Fewer Workers Mean Higher Pay at Startups
Stock options and the allure of a new venture aren't enough to get top staff anymore
Ian Mashiter has seen the labor shortage up close. The entrepreneur
recently interviewed a technology marketer for a job at his high-tech startup
in Boxborough, Mass. "He wanted $95,000 plus bonus to join us. He wanted
a nice fat increase to come to a startup," Mashiter says.
Mashiter didn't make that hire. But with the U.S. jobless rate at 4.6%,
it's clear that one classic small-business hiring strategy is falling out of fashion --lowball salaries and compensation with stock options. With real salaries to pay, small technology companies are under even more pressure to get a product out fast and make money. Mashiter's 16-month-old Ennovate Networks expects to live on venture capital for a few more months. "It's making it hard for us to control the burn rate," he
says.
Mashiter's experience is borne out at small businesses across the U.S.,
a survey of accounting, finance, and information technology salaries shows.
Robert Half International Inc., a staffing company specializing in these
fields, projects U.S. starting salaries in accounting and finance will
rise by an average 4.7% in 1999, after a 3.1% increase in 1998 for companies
of all sizes. The salaries of information technology experts in 1999 are expected
to jump even more -- an average 7.3%. That's more than double the 3.5% rise
forecasted for 1998, RHI says. Reflecting the boom in Internet use, Web developers
can expect a 14.8% increase in starting base salaries next year, ranging from $47,000
to $65,500. And Webmasters are close behind with a 14.7% jump, putting
them at $51,500 to $73,000.
What's more, with the economy still growing handsomely, small businesses are
under pressure to narrow the gap between their pay scales and those of
larger businesses. A breakdown of the RHI figures shows that for some functions,
salaries for small companies -- those with up to $25 million in annual sales -- are rising faster than those at larger companies. "They're leveling the paying field," quips Lynn Taylor, director of research at RHI, located
in Menlo Park, Calif. "Large firms pay so much more." Chief financial officers
and treasurers at companies with less than $50 million in annual sales will
have base salaries from $67,750 to $92,000, up 3.1% from 1998.

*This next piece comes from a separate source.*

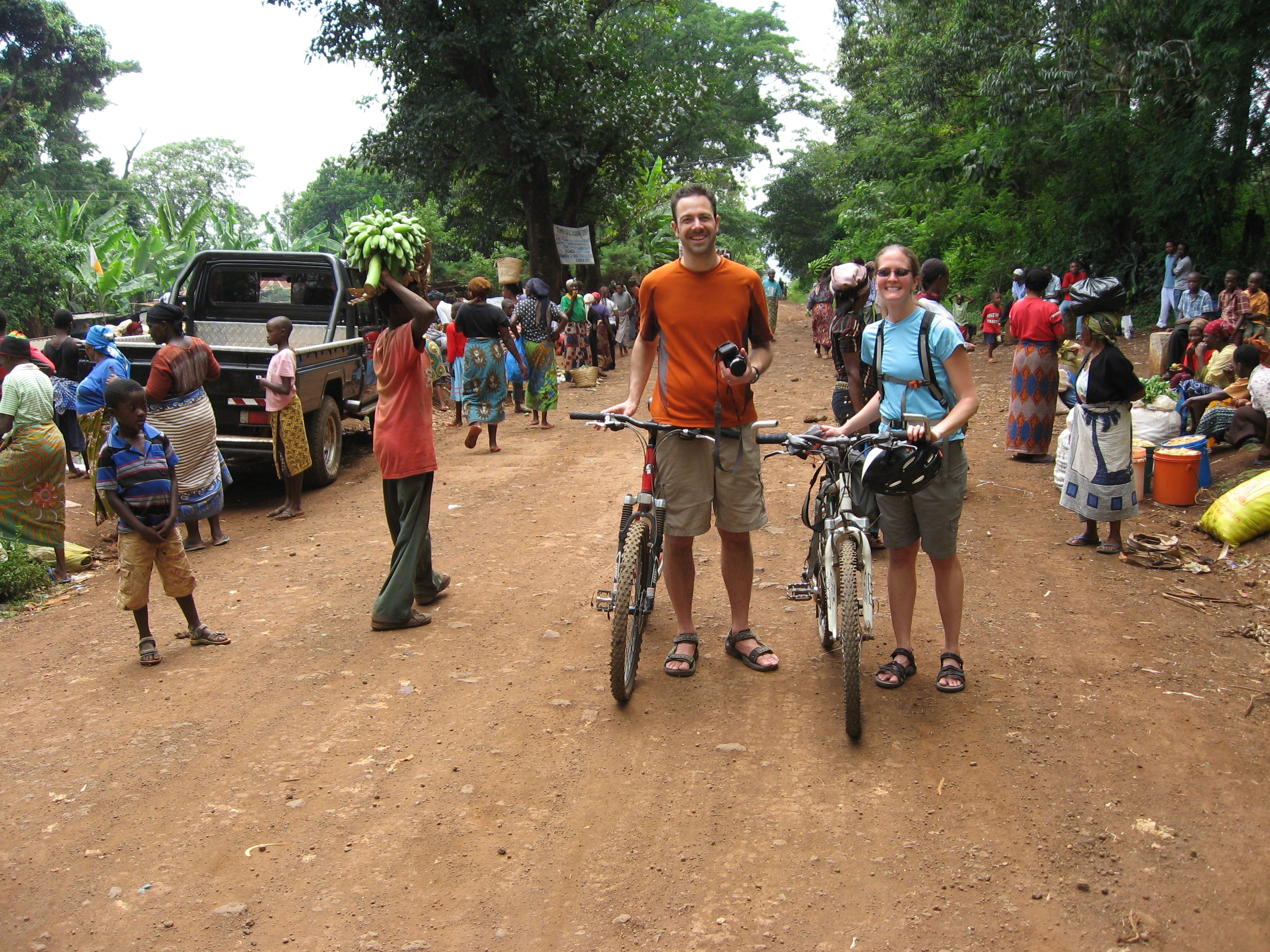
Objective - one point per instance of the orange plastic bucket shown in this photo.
(1177, 478)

The increase for larger companies is projected to be 1%, ranging from $242,250 to
$319,250. Nonsalary compensation such as stock options aren't counted.
WORKER BEE WAGES. The biggest discrepancy in salary growth rates isn't at the upper
echelons, either. Starting salaries, on average, for accounting clerks
at small companies will increase 10.3% next year, compared with 5.7% at companies
with more than $250 million in sales. The rise for midsize companies (from $25
million to $250 million in sales) is also expected to be 10.4%. Of course,
small businesses will still have a way to go to match larger competitors.
That same clerk's job will have a salary ranging from $19,000 to $24,000 at a small concern
vs. $23,250 to $27,500 at a bigger company. At all size companies, financial professionals
with one to three years' experience should also reap higher increases than
seasoned veterans in many positions next year, RHI projects.
What's the reason for the upward pressure on junior wages? A huge demand
for entry-level staff, says Taylor, with the flood of workers from the
baby-boom generation beyond that stage now. "Worker bees are
necessary to keep pace with the economy," says Taylor. "If you have too
many chiefs and not enough Indians, you're in trouble." Another reason that young workers are making more: They grew up using computers and have badly needed technology skills that older workers often don't.
Of course, the wage pressure isn't uniform across the country -- but
it's certainly at its most intense in technology hot zones such as Boston
and the Silicon Valley. Jerry Hall, who's in the
process of forming an Internet consulting company in Santa Clara, Calif., says he hopes to avoid some of the hiring competition by buying other tiny startups outside Silicon
Valley, mainly for their teams. "One company in Southern California we
talked to said all the partners are pulling down $80,000 a year and expect
to maintain that. In the Valley, we thought we'd have to pay 20% more,"
he says. In that hothouse environment, the competition isn't just from
big companies, Hall adds. At his previous startup, he found himself
tussling to win certain employees with other entrepreneurs, who were funded
by the same investors as his company. "We had to tell them to call off
the dogs," he laughs, referring to the investors.
The salary shift is also likely to affect small companies that have relied
on outsourcing in the form of higher prices. Mark Murphy, chief operating officer of Sapphire Group,
an Internet software startup in Manassas, Va., says his company has so
far managed to use stock options and the lure of a new company to get key technical employees to take lower pay. But he expects the
clerical functions the company has outsourced to become more expensive.
That's likely, says RHI's Taylor. Her company leases the skills of high-level
"temps," such as chief financial officers, often for new companies. "Logically,
there's going to be upward pressure on what we pay our consultants."
With the economy still expected to slow next year from the Asian crisis,
Bill Dunkelberg, chief economist at the 600,000-member National Federation
of Independent Business, says he expects that companies will not fill
some of their openings. "I think what people have decided to do is not
get into the bidding. It drives all their labor costs up," he says. That's
an option a lot of entrepreneurs may have to resort to.